By Gerald “Strib” Stribling

 

When I took my first formal training in meditation, I was 24 years old.

Transcendental Meditation was pretty much the only thing available in 1975. I was very enamored of learning how to defeat ruminant thoughts of utter worthlessness, even though I’d been a Marine just a few years before, and was attending graduate school on a full ride.

I felt that I was unworthy of living, and those thoughts reminded me every minute of every day of my life. I owed the universe big time for just being allowed to breathe. I had demons. I felt isolated. I felt a growing resentment toward non-veterans. I was a stranger in a strange land.

So after an idyllic childhood living on Army posts all over the globe, Stage One of learning how to deal with the real world was re-learning how to love myself as much as I did when I stood on the parade field in dress blues as a 20 year old, ready to pass in review. Meditation provided the battle ground on which I could begin to close in on and kill the delusions I suffered from.

Besides the discipline of sitting in meditation for 20 minutes twice a day, the other way I worked on my mind was through long-distance backpacking. In my time I hiked everywhere from the Sierra Nevada to the Bavarian Alps, most of it alone. In 1979 I hiked the Appalachian Trail for a whole summer, and walked 350 miles. That is when my attitude changed from thinking I-want-to-be-alone, to I’ve-never-been-so-lonely-in-my-life.

I had a lot of time to think out there. The whole experience was one enormous meditation.

In Sri Lanka for the summers of 2002 and 2003, I had an “immersion” experience with Theravada Buddhism, and learned Vipassana meditation from masters like Ven. Omalpe Sobhita Thero. That’s when the light bulb went on over my head.
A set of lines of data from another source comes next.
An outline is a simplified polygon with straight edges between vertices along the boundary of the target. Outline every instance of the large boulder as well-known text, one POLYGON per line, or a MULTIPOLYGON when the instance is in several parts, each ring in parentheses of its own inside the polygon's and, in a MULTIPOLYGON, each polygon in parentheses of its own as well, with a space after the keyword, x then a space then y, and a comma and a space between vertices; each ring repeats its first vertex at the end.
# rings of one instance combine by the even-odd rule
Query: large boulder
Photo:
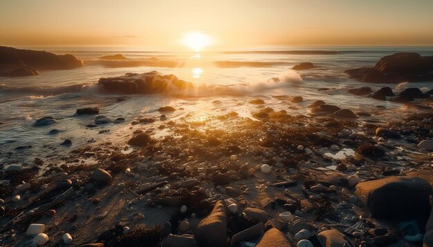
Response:
POLYGON ((326 230, 317 235, 325 247, 344 247, 347 246, 344 236, 338 230, 326 230))
POLYGON ((418 177, 388 177, 358 184, 356 194, 379 218, 427 219, 432 186, 418 177))
POLYGON ((400 52, 383 57, 374 67, 347 70, 350 78, 369 83, 400 83, 433 79, 433 56, 400 52))
POLYGON ((313 68, 314 68, 314 65, 313 64, 313 63, 306 62, 306 63, 301 63, 300 64, 295 65, 295 66, 293 66, 293 68, 292 68, 292 70, 309 70, 313 68))
POLYGON ((37 70, 67 70, 82 66, 71 55, 56 55, 46 51, 0 46, 0 75, 19 77, 37 75, 37 70))
POLYGON ((200 246, 226 246, 227 213, 221 201, 217 201, 210 214, 199 223, 194 237, 200 246))
POLYGON ((127 95, 147 95, 154 93, 174 93, 194 88, 194 85, 178 79, 173 75, 163 75, 156 71, 147 73, 127 73, 118 77, 101 78, 98 85, 104 90, 114 93, 127 95))
POLYGON ((286 236, 279 230, 273 228, 265 233, 256 247, 291 247, 286 236))

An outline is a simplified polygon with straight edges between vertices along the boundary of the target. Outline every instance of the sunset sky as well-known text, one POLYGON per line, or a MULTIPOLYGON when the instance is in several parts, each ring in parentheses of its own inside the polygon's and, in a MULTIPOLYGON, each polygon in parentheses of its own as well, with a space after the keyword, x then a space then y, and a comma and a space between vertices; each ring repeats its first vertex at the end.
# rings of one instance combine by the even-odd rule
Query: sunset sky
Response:
POLYGON ((0 45, 431 46, 429 0, 1 0, 0 45))

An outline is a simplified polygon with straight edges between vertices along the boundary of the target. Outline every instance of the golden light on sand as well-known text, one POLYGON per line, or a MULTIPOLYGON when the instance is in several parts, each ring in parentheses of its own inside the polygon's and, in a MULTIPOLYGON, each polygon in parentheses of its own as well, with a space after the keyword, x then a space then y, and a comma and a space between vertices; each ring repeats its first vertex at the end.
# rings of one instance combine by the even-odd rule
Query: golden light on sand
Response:
POLYGON ((201 32, 190 32, 184 35, 182 41, 185 46, 199 52, 210 46, 212 43, 212 39, 201 32))

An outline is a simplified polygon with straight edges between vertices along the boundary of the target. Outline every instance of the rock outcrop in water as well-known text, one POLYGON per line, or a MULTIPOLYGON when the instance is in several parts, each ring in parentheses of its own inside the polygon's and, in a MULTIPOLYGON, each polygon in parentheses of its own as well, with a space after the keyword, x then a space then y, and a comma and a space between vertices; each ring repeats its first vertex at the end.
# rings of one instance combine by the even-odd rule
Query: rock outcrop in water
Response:
POLYGON ((147 73, 127 73, 124 76, 101 78, 99 85, 109 92, 127 95, 153 93, 182 93, 194 86, 173 75, 163 75, 156 71, 147 73))
POLYGON ((37 70, 68 70, 82 66, 71 55, 56 55, 46 51, 0 46, 0 76, 37 75, 37 70))
POLYGON ((368 83, 400 83, 433 80, 433 56, 414 52, 395 53, 383 57, 374 67, 345 71, 350 78, 368 83))

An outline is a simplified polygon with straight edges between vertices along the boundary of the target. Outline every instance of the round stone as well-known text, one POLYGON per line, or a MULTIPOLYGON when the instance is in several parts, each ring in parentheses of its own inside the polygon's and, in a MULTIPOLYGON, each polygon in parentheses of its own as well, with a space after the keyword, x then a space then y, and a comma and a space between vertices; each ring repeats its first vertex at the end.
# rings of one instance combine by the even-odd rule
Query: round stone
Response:
POLYGON ((268 174, 270 173, 270 172, 272 171, 272 168, 270 168, 270 166, 265 164, 261 165, 260 170, 261 170, 261 172, 264 174, 268 174))

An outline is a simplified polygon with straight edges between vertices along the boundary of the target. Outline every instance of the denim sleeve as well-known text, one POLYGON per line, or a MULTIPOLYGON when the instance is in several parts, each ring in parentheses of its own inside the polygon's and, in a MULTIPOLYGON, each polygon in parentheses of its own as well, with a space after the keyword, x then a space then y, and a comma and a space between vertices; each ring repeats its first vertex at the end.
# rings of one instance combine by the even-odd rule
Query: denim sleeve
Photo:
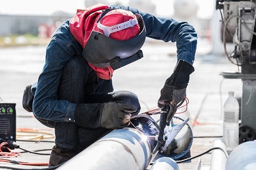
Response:
POLYGON ((182 59, 193 64, 197 45, 197 33, 194 28, 187 22, 156 17, 129 7, 113 5, 110 7, 140 14, 145 22, 147 37, 165 42, 176 42, 177 61, 182 59))
POLYGON ((36 89, 33 110, 37 118, 56 122, 74 122, 76 105, 67 100, 58 100, 57 97, 63 69, 75 53, 70 47, 72 40, 66 39, 69 39, 69 41, 53 37, 47 48, 45 65, 37 83, 34 84, 36 89))

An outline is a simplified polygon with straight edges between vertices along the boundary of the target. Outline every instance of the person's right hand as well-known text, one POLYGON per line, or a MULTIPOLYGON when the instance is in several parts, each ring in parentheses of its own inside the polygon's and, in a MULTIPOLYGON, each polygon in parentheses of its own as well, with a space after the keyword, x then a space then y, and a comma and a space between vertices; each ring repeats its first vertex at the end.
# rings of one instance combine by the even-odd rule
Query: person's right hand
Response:
POLYGON ((104 103, 100 124, 102 128, 117 129, 130 125, 131 115, 136 109, 122 102, 111 102, 104 103))

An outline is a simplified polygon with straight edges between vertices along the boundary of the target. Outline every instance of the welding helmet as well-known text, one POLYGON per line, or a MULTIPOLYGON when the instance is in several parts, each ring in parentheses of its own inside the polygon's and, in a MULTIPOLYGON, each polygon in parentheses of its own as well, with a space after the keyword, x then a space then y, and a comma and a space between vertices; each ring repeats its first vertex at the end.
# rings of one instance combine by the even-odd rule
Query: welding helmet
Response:
POLYGON ((106 9, 95 22, 82 55, 98 67, 120 68, 143 57, 140 48, 146 37, 144 21, 138 14, 106 9))

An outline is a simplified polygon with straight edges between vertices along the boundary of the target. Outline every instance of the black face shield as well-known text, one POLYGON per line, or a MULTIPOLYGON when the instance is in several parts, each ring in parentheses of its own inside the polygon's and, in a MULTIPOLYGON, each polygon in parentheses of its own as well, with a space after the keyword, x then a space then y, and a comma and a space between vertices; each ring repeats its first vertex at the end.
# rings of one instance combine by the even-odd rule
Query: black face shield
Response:
POLYGON ((141 29, 138 35, 127 40, 117 40, 92 31, 82 51, 83 58, 96 67, 110 66, 115 70, 143 57, 140 49, 145 42, 146 29, 141 16, 135 15, 141 29))

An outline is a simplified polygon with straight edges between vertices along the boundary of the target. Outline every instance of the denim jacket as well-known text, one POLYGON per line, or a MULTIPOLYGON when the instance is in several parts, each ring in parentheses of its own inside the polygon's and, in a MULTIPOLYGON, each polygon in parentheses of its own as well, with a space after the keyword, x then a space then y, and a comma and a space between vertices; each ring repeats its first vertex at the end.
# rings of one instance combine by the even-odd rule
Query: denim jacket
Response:
MULTIPOLYGON (((110 7, 140 14, 145 23, 147 37, 165 42, 176 42, 177 61, 182 59, 193 64, 197 34, 188 23, 172 18, 158 17, 127 7, 110 7)), ((62 23, 53 34, 47 48, 42 71, 31 89, 34 94, 33 113, 38 118, 75 122, 76 104, 57 100, 58 85, 65 65, 73 56, 81 56, 83 50, 70 31, 70 20, 62 23)))

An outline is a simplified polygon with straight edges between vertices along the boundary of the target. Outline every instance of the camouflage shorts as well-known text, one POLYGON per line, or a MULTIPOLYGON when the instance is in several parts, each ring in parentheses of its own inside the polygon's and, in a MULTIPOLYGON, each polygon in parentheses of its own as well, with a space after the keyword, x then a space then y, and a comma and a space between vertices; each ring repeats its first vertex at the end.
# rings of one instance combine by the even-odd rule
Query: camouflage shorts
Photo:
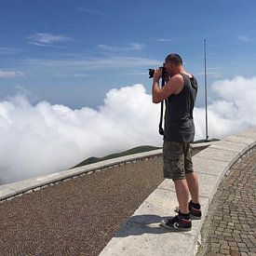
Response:
POLYGON ((182 180, 193 172, 191 143, 164 141, 163 158, 166 179, 182 180))

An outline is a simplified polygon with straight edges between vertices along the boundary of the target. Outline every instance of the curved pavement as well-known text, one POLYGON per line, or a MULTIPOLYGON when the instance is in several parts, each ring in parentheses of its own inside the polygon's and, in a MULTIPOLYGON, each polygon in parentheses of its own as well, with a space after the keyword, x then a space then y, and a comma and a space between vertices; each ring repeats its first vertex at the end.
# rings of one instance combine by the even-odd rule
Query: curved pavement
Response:
POLYGON ((196 256, 256 255, 256 147, 219 185, 201 234, 196 256))
POLYGON ((99 255, 159 185, 161 157, 101 170, 0 204, 0 255, 99 255))

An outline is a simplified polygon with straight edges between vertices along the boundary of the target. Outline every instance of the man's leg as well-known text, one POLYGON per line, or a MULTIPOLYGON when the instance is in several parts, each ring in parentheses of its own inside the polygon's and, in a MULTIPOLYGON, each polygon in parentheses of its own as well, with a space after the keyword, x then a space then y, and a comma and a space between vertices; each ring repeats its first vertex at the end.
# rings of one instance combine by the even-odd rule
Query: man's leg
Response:
POLYGON ((189 202, 189 188, 185 179, 174 180, 175 191, 177 199, 180 205, 181 213, 189 213, 188 202, 189 202))
POLYGON ((186 182, 192 197, 192 202, 199 203, 199 184, 197 175, 195 172, 186 173, 186 182))

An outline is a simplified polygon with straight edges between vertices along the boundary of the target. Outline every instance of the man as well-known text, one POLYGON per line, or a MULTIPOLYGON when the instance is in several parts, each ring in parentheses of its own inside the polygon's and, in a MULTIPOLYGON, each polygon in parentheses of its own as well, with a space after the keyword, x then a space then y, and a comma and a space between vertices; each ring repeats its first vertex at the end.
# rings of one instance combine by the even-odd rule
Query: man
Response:
POLYGON ((162 69, 155 71, 152 88, 154 103, 166 100, 164 127, 164 177, 172 179, 179 202, 179 214, 160 225, 172 231, 190 231, 191 219, 200 219, 199 186, 193 171, 191 142, 195 137, 193 109, 197 92, 196 79, 182 66, 178 54, 165 60, 166 85, 160 88, 162 69), (192 200, 189 201, 189 197, 192 200))

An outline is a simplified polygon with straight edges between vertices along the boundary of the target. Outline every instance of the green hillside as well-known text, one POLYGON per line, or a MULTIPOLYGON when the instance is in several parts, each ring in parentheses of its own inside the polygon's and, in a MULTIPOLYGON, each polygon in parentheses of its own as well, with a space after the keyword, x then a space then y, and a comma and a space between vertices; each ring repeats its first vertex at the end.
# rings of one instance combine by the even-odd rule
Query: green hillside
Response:
POLYGON ((93 163, 97 163, 97 162, 101 162, 101 161, 104 161, 104 160, 108 160, 108 159, 112 159, 112 158, 125 156, 125 155, 137 154, 137 153, 147 152, 147 151, 155 150, 155 149, 160 149, 160 147, 154 147, 154 146, 147 146, 146 145, 146 146, 135 147, 135 148, 132 148, 132 149, 121 152, 121 153, 108 155, 103 156, 103 157, 91 156, 91 157, 82 161, 81 163, 77 164, 76 166, 74 166, 73 168, 78 168, 78 167, 82 167, 82 166, 86 166, 86 165, 89 165, 89 164, 93 164, 93 163))

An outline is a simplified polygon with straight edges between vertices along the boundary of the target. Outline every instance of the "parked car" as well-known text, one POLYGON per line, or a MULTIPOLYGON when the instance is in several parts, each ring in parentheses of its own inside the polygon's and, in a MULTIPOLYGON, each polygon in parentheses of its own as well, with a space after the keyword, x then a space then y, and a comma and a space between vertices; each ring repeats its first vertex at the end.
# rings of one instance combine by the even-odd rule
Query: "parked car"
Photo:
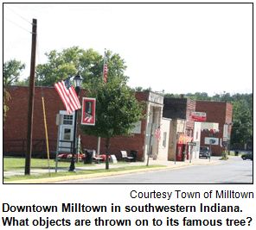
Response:
POLYGON ((211 156, 211 151, 209 147, 200 147, 199 158, 209 158, 211 156))
POLYGON ((246 160, 246 159, 253 160, 253 152, 241 155, 241 158, 243 160, 246 160))

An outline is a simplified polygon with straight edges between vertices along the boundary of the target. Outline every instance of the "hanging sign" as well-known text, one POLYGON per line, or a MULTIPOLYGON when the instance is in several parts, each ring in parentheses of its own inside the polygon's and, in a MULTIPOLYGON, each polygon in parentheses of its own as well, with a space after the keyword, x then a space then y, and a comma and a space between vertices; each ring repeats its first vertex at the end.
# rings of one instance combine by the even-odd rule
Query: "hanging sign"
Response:
POLYGON ((191 142, 193 140, 193 137, 189 137, 183 134, 180 134, 177 140, 177 142, 179 144, 187 144, 188 142, 191 142))
POLYGON ((81 125, 95 126, 96 99, 83 97, 81 125))
POLYGON ((205 121, 206 113, 192 112, 192 120, 196 121, 205 121))

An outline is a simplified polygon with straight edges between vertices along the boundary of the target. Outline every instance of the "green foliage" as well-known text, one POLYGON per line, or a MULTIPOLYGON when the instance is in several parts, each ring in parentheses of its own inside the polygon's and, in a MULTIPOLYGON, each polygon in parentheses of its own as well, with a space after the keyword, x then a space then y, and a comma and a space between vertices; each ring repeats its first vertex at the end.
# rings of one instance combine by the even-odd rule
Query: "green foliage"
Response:
POLYGON ((87 96, 96 98, 95 126, 80 126, 90 136, 112 138, 131 135, 134 123, 144 118, 144 106, 135 97, 135 92, 120 79, 108 80, 89 90, 87 96))
POLYGON ((3 63, 3 85, 16 84, 22 70, 25 69, 25 64, 21 61, 11 59, 3 63))
MULTIPOLYGON (((74 76, 78 71, 83 78, 81 88, 96 88, 103 84, 104 56, 93 49, 73 47, 60 53, 53 50, 46 56, 48 63, 36 66, 35 85, 53 86, 67 77, 74 76)), ((107 79, 118 78, 126 83, 128 78, 124 75, 126 69, 125 60, 118 54, 107 51, 106 62, 107 79)))

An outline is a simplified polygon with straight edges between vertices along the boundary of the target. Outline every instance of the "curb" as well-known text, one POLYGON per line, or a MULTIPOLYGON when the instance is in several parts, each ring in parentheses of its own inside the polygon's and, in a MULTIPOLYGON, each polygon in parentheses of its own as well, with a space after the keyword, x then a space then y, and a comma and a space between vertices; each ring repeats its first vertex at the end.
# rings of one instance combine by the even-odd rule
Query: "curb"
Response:
POLYGON ((65 176, 65 177, 50 177, 50 178, 42 178, 42 179, 28 179, 28 180, 20 180, 20 181, 10 181, 3 182, 3 184, 22 184, 22 183, 51 183, 54 182, 63 182, 68 180, 78 180, 78 179, 88 179, 88 178, 96 178, 96 177, 112 177, 116 175, 125 175, 125 174, 131 174, 150 171, 161 171, 161 170, 170 170, 175 168, 181 168, 185 166, 193 166, 196 165, 214 165, 219 164, 219 161, 215 162, 208 162, 208 163, 187 163, 184 165, 175 165, 171 166, 166 167, 156 167, 156 168, 149 168, 149 169, 138 169, 138 170, 129 170, 129 171, 110 171, 110 172, 100 172, 95 174, 86 174, 86 175, 74 175, 74 176, 65 176))

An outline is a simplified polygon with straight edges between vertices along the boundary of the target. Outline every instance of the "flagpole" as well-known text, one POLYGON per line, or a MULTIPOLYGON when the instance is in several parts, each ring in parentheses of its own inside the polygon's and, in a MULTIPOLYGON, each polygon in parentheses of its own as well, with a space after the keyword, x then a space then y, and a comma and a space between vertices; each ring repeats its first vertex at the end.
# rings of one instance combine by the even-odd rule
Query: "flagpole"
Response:
MULTIPOLYGON (((103 63, 103 79, 105 80, 105 64, 106 63, 106 48, 104 52, 104 63, 103 63)), ((105 83, 106 84, 106 83, 105 83)), ((98 137, 98 149, 97 149, 97 154, 99 155, 99 150, 100 150, 100 137, 98 137)))

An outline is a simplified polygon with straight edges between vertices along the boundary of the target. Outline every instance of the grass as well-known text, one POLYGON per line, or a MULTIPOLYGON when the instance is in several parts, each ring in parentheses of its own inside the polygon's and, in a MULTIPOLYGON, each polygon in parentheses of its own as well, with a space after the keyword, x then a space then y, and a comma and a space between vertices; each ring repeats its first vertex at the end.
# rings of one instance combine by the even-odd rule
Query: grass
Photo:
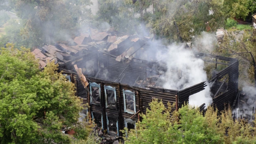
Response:
POLYGON ((251 29, 251 26, 250 24, 237 24, 235 26, 230 28, 227 29, 228 31, 242 31, 247 29, 251 29))

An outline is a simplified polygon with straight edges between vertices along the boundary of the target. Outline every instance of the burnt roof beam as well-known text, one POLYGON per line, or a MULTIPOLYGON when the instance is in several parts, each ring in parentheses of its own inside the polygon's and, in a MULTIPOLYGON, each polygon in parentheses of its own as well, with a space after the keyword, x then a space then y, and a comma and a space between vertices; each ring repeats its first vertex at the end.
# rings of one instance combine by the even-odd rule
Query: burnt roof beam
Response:
POLYGON ((121 75, 122 75, 124 71, 126 70, 126 68, 127 68, 128 67, 128 66, 130 66, 130 64, 128 65, 127 65, 127 66, 124 68, 123 71, 122 71, 121 73, 120 73, 120 74, 119 75, 119 76, 118 76, 118 78, 117 78, 116 80, 115 80, 115 83, 116 83, 116 82, 117 81, 117 80, 120 78, 120 76, 121 76, 121 75))
POLYGON ((227 78, 228 77, 227 77, 226 78, 225 78, 225 80, 224 80, 224 81, 223 81, 223 82, 222 83, 222 84, 220 87, 220 88, 219 88, 219 89, 218 90, 217 92, 215 94, 215 95, 214 95, 214 97, 213 97, 213 98, 216 97, 216 96, 217 96, 217 94, 218 94, 219 93, 219 92, 220 92, 220 89, 221 88, 221 87, 222 87, 222 86, 223 86, 223 85, 224 84, 224 83, 225 83, 225 82, 226 82, 226 80, 227 80, 227 78))

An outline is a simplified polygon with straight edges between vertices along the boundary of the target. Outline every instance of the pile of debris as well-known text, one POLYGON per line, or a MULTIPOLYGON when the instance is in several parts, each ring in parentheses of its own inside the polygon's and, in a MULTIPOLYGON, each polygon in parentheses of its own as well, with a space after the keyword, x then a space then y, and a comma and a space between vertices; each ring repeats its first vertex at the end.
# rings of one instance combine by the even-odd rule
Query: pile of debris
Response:
POLYGON ((136 52, 143 50, 143 46, 151 39, 138 35, 122 35, 113 29, 105 31, 99 32, 90 28, 87 33, 81 33, 73 40, 54 45, 44 45, 34 49, 32 53, 39 59, 41 68, 46 66, 48 61, 61 64, 97 50, 116 57, 117 61, 127 59, 128 61, 134 57, 136 52))

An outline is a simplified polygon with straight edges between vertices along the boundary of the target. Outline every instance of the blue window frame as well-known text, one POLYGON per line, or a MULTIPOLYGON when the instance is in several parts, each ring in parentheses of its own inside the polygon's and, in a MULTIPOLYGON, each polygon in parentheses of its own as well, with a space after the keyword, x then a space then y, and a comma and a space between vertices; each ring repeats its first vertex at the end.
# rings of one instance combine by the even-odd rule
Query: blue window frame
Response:
POLYGON ((91 104, 101 105, 100 85, 90 83, 90 102, 91 104))
POLYGON ((103 116, 102 113, 92 111, 92 118, 94 119, 94 123, 99 127, 103 130, 103 116))
POLYGON ((70 82, 71 81, 71 79, 70 76, 68 75, 67 74, 63 74, 63 75, 66 77, 66 78, 68 79, 70 82))
POLYGON ((134 92, 123 89, 124 112, 130 114, 136 113, 135 94, 134 92))
POLYGON ((117 109, 116 91, 116 88, 110 86, 104 85, 106 107, 117 109))
POLYGON ((108 133, 111 133, 119 135, 118 128, 118 118, 110 116, 106 113, 108 133))
MULTIPOLYGON (((124 124, 128 130, 131 129, 135 129, 136 127, 136 122, 130 118, 125 118, 124 124)), ((127 130, 126 130, 126 137, 127 137, 127 130)))
POLYGON ((78 121, 80 122, 82 122, 83 120, 86 118, 86 121, 88 121, 88 109, 83 109, 80 112, 79 112, 80 117, 78 118, 78 121))

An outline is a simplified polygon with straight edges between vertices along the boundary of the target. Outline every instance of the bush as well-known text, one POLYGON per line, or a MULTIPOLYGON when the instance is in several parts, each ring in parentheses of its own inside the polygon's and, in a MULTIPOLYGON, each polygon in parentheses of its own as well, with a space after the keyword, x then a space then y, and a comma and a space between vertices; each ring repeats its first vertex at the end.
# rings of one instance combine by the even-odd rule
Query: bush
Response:
POLYGON ((4 24, 10 19, 10 17, 6 12, 0 13, 0 27, 2 27, 4 24))
POLYGON ((237 21, 235 21, 234 19, 228 18, 227 20, 227 23, 226 23, 226 28, 228 28, 233 26, 236 26, 237 25, 237 21))

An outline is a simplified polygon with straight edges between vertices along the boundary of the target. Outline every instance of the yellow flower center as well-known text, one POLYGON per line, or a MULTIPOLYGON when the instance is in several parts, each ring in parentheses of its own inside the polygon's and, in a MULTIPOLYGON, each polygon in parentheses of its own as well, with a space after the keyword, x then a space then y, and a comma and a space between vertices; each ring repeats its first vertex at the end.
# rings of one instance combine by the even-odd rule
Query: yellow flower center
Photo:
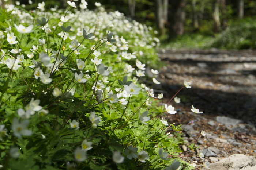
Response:
POLYGON ((87 145, 85 144, 83 144, 82 146, 83 147, 83 148, 84 149, 87 149, 88 147, 87 145))

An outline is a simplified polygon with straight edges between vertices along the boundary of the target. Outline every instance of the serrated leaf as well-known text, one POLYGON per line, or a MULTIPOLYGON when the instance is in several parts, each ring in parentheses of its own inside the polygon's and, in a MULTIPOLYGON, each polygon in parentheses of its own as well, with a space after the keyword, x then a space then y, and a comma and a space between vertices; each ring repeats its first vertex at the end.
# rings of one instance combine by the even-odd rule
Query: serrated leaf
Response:
POLYGON ((124 83, 124 84, 125 84, 125 83, 126 83, 126 82, 127 81, 127 76, 125 76, 124 77, 124 78, 123 79, 123 82, 124 83))
POLYGON ((124 83, 122 82, 122 81, 120 80, 119 79, 118 79, 117 80, 118 80, 118 82, 119 82, 119 83, 121 84, 122 85, 124 85, 124 83))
Samatha meditation was tinkertoys.

To see truth, I learned, one must strip away the filters that block the view to the truth: delusions.

There is no real end to the process. It’s sort of like edging your way toward the edge of an enormous cliff. The truth, you know, is beyond that cliff, and as you gather your courage and get closer, you hear the wind whistling and the clouds below, knowing that when you finally peek over the edge, there is nothing but wind and clouds.

As a mountaineer I know what it feels like to stand on a high peak surrounded by dense fog. It evokes a feeling of awesome desolation, and if you’re strong enough, there is a great joy that warms you from the inside and makes you impervious to the dampness of the clouds and the chill of the wind.